My question is: In the context of security engineering, is trust an equivalence relation?

TL;DR: No, it's not.

The definition of "equivalence relation" that I'm familiar with in mathematics is, while equivalent to yours, much simpler to use to evaluate if something is or isn't an equivalence relation. An relation `~` is an equivalence relation if and only if it is:

• Reflexive: `A ~ A` for all `A`. In this case, it means "A trusts A." This is generally the case (it's not always the case, but people generally trust themselves to not be malicious to themselves).
• Transitive: If `A ~ B` and `B ~ C` then `A ~ C`. This is sometimes true for trust, but not always. I might trust that my friend won't lie to me, but just because he trusts someone who trusts you doesn't mean I trust you at all. This is a key concern of public-key crypto, as you can't directly trust everyone's key who you want to communicate with. Trust transitivity is complicated, and doesn't really hold in full generality (hence why PGP doesn't make "trusted introducer" transitive - your trusted introducer's trusted introducer isn't automatically trusted by you). Part of the issue with the CA system for TLS is it treats trust as transitive (if you trust someone to be a CA, and they trust someone else to be a CA, your browser automatically considers the someone else a valid CA).
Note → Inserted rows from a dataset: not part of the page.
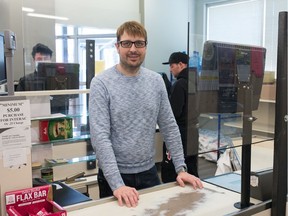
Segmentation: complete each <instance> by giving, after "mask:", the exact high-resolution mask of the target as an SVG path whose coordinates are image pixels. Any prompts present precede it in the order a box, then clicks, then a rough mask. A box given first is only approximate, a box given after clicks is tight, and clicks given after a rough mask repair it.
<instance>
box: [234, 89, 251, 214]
mask: <svg viewBox="0 0 288 216" xmlns="http://www.w3.org/2000/svg"><path fill="white" fill-rule="evenodd" d="M240 86H241V87H240V90H242V91H243V92H244V94H243V97H244V100H243V102H244V103H243V134H242V161H241V164H242V167H241V202H237V203H235V204H234V206H235V207H236V208H239V209H242V208H246V207H249V206H250V205H252V204H251V203H250V175H251V143H252V123H253V122H254V121H255V120H256V118H255V117H253V116H252V110H253V109H252V104H253V88H252V87H251V86H250V85H248V84H241V85H240Z"/></svg>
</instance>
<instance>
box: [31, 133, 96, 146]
mask: <svg viewBox="0 0 288 216" xmlns="http://www.w3.org/2000/svg"><path fill="white" fill-rule="evenodd" d="M88 139H90V135H88V134H85V135H80V136H77V137H73V138H70V139H62V140H51V141H46V142H41V141H39V142H34V143H32V146H36V145H51V144H52V145H58V144H59V145H60V144H63V143H65V144H67V145H69V143H74V142H78V141H84V140H88Z"/></svg>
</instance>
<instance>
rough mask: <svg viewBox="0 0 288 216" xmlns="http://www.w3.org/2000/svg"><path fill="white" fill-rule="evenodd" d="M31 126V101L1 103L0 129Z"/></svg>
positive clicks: (28, 100) (12, 101) (0, 112)
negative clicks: (24, 126) (30, 125)
mask: <svg viewBox="0 0 288 216" xmlns="http://www.w3.org/2000/svg"><path fill="white" fill-rule="evenodd" d="M28 125H31V119H30V104H29V100H15V101H13V100H12V101H0V128H11V127H22V126H28Z"/></svg>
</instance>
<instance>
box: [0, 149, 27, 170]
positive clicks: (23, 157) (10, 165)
mask: <svg viewBox="0 0 288 216" xmlns="http://www.w3.org/2000/svg"><path fill="white" fill-rule="evenodd" d="M3 165H4V167H6V168H14V169H20V168H21V166H27V149H26V148H20V149H8V150H5V151H3Z"/></svg>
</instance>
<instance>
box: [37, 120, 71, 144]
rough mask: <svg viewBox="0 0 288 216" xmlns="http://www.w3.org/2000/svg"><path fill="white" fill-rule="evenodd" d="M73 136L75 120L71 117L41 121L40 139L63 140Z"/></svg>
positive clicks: (47, 139)
mask: <svg viewBox="0 0 288 216" xmlns="http://www.w3.org/2000/svg"><path fill="white" fill-rule="evenodd" d="M72 137H73V121H72V118H70V117H63V118H55V119H46V120H40V121H39V138H40V141H51V140H62V139H68V138H72Z"/></svg>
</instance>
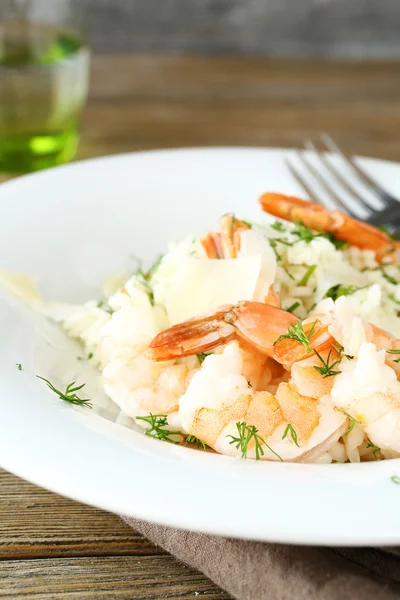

This is very much a "maybe" then, but it certainly doesn't exist to the degree required of an equivalence relation (for an equivalence relation, if `A ~ B ~ C ~ ... ~ Z`, then `A ~ Z`; the same is not true for trust).
• Symmetric: `A ~ B` if and only if `B ~ A` for all `A,B`. This is definitely not true of trust: you might well trust someone else who doesn't trust you. You implicitly trust your bank to some degree to manage money; they trust you far less (consider how much they pay you to keep your money and how much you pay them to borrow their money). You might trust Google with your data, but they aren't about to repay the favor.

(Your definition is equivalent to this: `A ~ B` if and only if A and B are in the same equivalence class. The definition I used is used to show something is an equivalence relation, because it's nice to work with that way. Once you've shown something is an equivalence relation, then you break out your definition and divide some set into equivalence classes using it.)

Lastly, there's a technical requirement that trust doesn't satisfy:

• Excluded middle: For an equivalence relation (in fact, for the more general class of binary relation), either `A ~ B` or `!(A ~ B)`. There is no middle ground. This is certainly not true of trust: You trust different people different amounts; you might trust your spouse completely, trust a friend for the most part, and trust a drinking buddy only a little bit. So trust isn't really even in the class of things that can be an equivalence relation. The problem of transitivity is partly due to this -- transitivity means if `A ~ B` and `B ~ C` then `A ~ C`, and does not allow A to only sort of `~` C. You might trust a friend of a friend, but less than you'd trust that friend; at 10 degrees of separation, there's basically no trust left over.

So trust not only doesn't fulfill the technical requirements to be conceivably an equivalence relation, it doesn't fulfill two of the substantive requirements (it's not really transitive within the meaning of an equivalence relation, and certainly isn't symmetric).